Many nasal spray formulations incorporate thickening agents (hydroxypropyl methylcellulose, microcrystalline cellulose, carboxymethylcellulose, Avicel) to increase residence time in the nasal cavity. Viscosity is a critical quality attribute because it directly affects pump performance (higher viscosity requires more force to actuate), valve function, and droplet size distribution (more viscous formulations tend to produce larger droplets with reduced aerosol fineness). Viscosity is measured by rotational viscometry (Brookfield or equivalent) at a defined temperature (typically 20°C or 25°C) and shear rate.

Microbial Safety: Sterility, Microbial Limits, and Preservative Efficacy

Nasal drug products interface with the nasal mucosa — a highly vascularized, immunologically active tissue adjacent to the sinuses and upper respiratory tract. Microbiological safety requirements vary by product type:

  • Non-preserved unit-dose nasal sprays: Must be sterile — tested per USP <71>. Single-dose containers are filled and sealed under aseptic conditions.
  • Multi-dose preserved nasal sprays: Contain antimicrobial preservatives (most commonly benzalkonium chloride, typically 0.01–0.02% w/v, often with EDTA as a chelating agent). Must comply with USP <61>/<62> microbial limits testing. Additionally, require Preservative Efficacy Testing (USP <51>) — deliberate inoculation with five specified microorganisms (Staphylococcus aureus, Pseudomonas aeruginosa, Escherichia coli, Candida albicans, Aspergillus brasiliensis) with microbial count monitoring over 28 days.
  • Endotoxin testing (USP <85>, LAL assay): Bacterial endotoxin limits must be established for aqueous nasal spray formulations where the product contacts the vascular nasal epithelium. The Limulus Amebocyte Lysate (LAL) test is the standard method.
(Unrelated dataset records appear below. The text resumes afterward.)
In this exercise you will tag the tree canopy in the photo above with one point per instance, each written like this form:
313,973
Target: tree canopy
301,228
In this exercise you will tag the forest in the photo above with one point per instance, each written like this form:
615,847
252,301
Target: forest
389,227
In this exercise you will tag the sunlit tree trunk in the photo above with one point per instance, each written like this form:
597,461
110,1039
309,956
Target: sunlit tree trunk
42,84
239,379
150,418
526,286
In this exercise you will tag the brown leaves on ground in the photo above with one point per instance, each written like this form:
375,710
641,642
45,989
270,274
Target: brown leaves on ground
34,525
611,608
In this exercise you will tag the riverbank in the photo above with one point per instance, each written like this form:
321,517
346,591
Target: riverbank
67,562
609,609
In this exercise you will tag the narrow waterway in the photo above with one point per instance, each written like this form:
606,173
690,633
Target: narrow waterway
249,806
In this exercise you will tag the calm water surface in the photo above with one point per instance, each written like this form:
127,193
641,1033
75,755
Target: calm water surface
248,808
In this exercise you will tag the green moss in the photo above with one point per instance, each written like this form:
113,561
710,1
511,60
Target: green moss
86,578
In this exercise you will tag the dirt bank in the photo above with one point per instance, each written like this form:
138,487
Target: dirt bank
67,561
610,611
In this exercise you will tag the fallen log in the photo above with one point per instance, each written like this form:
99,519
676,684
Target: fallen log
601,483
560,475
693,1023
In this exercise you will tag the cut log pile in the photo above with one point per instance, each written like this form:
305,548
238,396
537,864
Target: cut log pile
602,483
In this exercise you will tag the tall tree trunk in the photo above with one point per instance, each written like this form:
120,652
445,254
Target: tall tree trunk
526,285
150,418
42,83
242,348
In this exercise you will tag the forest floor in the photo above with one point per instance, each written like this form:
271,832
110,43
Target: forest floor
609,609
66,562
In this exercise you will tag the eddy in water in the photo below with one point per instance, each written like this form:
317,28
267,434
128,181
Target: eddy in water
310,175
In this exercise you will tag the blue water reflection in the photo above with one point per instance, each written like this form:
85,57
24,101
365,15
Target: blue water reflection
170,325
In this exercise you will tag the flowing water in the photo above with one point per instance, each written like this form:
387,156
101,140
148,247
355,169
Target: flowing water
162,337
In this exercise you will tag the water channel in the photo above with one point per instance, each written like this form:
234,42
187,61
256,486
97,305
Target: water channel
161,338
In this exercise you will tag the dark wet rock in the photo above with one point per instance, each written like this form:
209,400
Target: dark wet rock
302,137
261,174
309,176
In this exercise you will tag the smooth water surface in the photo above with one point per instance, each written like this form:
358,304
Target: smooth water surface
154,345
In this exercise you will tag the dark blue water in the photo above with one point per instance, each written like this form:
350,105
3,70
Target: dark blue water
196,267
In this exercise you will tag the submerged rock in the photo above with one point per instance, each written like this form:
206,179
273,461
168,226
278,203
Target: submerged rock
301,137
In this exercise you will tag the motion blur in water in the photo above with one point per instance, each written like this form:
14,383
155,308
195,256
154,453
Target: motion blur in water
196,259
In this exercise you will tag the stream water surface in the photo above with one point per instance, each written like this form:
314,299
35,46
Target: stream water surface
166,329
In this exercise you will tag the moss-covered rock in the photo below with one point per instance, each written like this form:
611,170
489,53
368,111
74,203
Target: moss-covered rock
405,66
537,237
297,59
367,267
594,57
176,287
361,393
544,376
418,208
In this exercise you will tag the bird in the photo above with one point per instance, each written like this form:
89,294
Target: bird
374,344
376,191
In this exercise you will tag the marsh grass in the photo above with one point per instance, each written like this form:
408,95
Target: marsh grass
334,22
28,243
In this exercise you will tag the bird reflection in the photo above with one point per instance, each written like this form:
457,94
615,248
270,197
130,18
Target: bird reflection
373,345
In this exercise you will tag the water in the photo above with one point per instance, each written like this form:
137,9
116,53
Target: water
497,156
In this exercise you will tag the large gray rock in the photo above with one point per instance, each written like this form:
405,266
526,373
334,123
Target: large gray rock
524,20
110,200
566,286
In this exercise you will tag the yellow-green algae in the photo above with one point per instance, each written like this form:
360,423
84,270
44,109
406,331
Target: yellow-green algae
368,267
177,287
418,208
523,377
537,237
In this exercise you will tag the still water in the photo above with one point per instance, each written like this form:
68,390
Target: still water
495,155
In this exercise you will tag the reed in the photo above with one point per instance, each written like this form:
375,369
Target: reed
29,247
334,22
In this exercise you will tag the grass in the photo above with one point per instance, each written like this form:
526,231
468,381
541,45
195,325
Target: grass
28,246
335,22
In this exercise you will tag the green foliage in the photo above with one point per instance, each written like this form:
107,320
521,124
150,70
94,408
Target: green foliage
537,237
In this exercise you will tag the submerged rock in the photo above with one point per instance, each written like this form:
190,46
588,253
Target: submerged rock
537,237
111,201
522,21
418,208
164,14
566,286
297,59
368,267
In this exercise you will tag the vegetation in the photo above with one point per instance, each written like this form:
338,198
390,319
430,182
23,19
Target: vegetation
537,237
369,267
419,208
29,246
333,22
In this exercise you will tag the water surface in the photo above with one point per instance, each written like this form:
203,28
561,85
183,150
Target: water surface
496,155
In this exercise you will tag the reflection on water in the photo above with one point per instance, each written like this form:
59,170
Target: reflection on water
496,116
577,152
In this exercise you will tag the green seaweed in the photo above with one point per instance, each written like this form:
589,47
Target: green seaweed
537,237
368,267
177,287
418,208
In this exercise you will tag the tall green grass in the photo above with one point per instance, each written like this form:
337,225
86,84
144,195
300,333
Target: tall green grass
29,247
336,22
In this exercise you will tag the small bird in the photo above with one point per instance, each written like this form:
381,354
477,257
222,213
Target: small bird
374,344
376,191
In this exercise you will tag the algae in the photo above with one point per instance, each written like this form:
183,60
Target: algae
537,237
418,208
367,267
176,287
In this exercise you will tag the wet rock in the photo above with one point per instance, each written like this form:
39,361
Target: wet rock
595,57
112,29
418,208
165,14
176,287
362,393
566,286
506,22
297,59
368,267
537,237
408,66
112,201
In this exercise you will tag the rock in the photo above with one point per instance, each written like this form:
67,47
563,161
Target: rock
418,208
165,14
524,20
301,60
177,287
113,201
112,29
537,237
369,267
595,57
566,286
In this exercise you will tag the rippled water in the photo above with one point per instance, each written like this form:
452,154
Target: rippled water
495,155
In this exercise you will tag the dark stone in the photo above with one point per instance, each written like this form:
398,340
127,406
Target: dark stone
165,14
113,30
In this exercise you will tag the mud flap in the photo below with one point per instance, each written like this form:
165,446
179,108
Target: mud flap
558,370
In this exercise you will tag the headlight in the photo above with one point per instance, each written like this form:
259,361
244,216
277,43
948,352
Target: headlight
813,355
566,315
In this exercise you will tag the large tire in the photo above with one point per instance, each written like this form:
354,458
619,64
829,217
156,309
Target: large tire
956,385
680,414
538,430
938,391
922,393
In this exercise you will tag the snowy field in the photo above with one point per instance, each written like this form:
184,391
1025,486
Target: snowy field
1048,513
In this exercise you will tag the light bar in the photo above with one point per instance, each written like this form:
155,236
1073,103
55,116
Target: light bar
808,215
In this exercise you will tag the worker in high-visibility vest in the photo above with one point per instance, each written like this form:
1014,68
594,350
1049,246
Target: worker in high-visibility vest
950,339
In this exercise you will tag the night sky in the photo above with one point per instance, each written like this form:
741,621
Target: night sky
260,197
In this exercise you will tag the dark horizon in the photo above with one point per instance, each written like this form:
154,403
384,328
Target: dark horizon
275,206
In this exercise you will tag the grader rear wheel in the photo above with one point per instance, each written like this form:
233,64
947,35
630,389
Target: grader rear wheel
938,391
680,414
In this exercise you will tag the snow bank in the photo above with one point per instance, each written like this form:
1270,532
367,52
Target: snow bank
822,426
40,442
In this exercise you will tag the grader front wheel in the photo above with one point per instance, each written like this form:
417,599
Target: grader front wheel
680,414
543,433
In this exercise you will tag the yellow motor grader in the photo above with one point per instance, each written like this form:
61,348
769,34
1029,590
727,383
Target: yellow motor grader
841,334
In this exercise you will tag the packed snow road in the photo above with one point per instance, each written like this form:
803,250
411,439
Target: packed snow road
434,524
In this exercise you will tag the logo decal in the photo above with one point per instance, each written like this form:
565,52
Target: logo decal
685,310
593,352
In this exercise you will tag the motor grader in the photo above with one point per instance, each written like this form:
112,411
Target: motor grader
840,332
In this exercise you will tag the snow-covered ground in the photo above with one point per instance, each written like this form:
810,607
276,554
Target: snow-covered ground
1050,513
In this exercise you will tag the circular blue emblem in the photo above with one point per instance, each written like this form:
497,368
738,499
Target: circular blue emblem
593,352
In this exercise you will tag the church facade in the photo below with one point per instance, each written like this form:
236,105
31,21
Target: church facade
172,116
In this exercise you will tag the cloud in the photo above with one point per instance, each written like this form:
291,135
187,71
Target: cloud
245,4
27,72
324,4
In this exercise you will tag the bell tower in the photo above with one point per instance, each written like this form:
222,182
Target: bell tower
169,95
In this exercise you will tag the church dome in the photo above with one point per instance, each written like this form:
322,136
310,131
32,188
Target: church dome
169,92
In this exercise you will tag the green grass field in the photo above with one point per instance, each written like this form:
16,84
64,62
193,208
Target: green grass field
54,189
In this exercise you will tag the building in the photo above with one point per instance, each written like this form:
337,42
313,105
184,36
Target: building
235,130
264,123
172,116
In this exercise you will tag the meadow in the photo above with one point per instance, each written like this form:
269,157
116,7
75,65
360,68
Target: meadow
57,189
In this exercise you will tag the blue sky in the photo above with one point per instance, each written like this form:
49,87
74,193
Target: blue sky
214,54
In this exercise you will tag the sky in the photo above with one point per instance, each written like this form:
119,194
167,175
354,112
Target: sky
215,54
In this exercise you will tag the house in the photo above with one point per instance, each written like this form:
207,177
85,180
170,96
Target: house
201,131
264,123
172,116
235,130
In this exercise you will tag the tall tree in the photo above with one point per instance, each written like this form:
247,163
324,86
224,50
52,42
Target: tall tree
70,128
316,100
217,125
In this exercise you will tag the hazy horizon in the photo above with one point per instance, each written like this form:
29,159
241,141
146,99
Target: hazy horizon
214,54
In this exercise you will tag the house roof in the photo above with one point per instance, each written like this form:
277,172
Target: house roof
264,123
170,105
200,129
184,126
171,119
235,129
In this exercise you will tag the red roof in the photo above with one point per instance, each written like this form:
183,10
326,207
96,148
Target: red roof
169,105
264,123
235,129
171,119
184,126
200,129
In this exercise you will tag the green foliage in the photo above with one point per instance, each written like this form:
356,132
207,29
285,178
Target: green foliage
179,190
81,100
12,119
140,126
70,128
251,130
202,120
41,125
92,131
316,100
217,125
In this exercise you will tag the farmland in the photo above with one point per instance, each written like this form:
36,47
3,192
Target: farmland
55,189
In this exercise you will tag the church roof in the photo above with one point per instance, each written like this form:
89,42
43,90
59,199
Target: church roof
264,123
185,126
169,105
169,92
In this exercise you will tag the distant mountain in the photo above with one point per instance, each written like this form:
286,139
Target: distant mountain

Compounded Nasal Drug Products and the Regulatory Landscape for Unapproved Peptides

Compounding pharmacies prepare customized nasal spray preparations under prescription for individual patients — regulated under Section 503A of the Drug Quality and Security Act (DQSA) for traditional pharmacies, or Section 503B for outsourcing facilities. Compounded nasal preparations must meet the sterility, potency, stability, and container-closure requirements of USP <797> (Pharmaceutical Compounding — Sterile Preparations). Testing requirements from accredited contract laboratories for compounded nasal sprays include: sterility (USP <71>), potency/assay (HPLC), pH, osmolality, endotoxin (USP <85>), and preservative efficacy where applicable.

Note on BPC-157 and unapproved synthetic peptides: Some compounding pharmacies have prepared nasal sprays containing BPC-157 (Body Protection Compound-157), a synthetic pentadecapeptide. Manufacturers and prescribers should be aware that BPC-157 is not approved by the FDA for any human use, was listed as Category 2 on the FDA’s bulk substances list (substances that may present significant safety risks), and is prohibited by the World Anti-Doping Agency (WADA) under the S0: Non-Approved Substances category. As of April 2026, the FDA removed BPC-157 from Category 2 following withdrawal of nominations, and has announced a Pharmacy Compounding Advisory Committee (PCAC) meeting for July 2026 to assess BPC-157 acetate and free base for the 503A bulks list — indicating the regulatory question remains unresolved. Compounding pharmacies that previously prepared BPC-157 formulations should consult qualified regulatory counsel on current compliance requirements. Whatever the regulatory outcome, any compounded nasal preparation must meet the same rigorous analytical testing standards described throughout this article.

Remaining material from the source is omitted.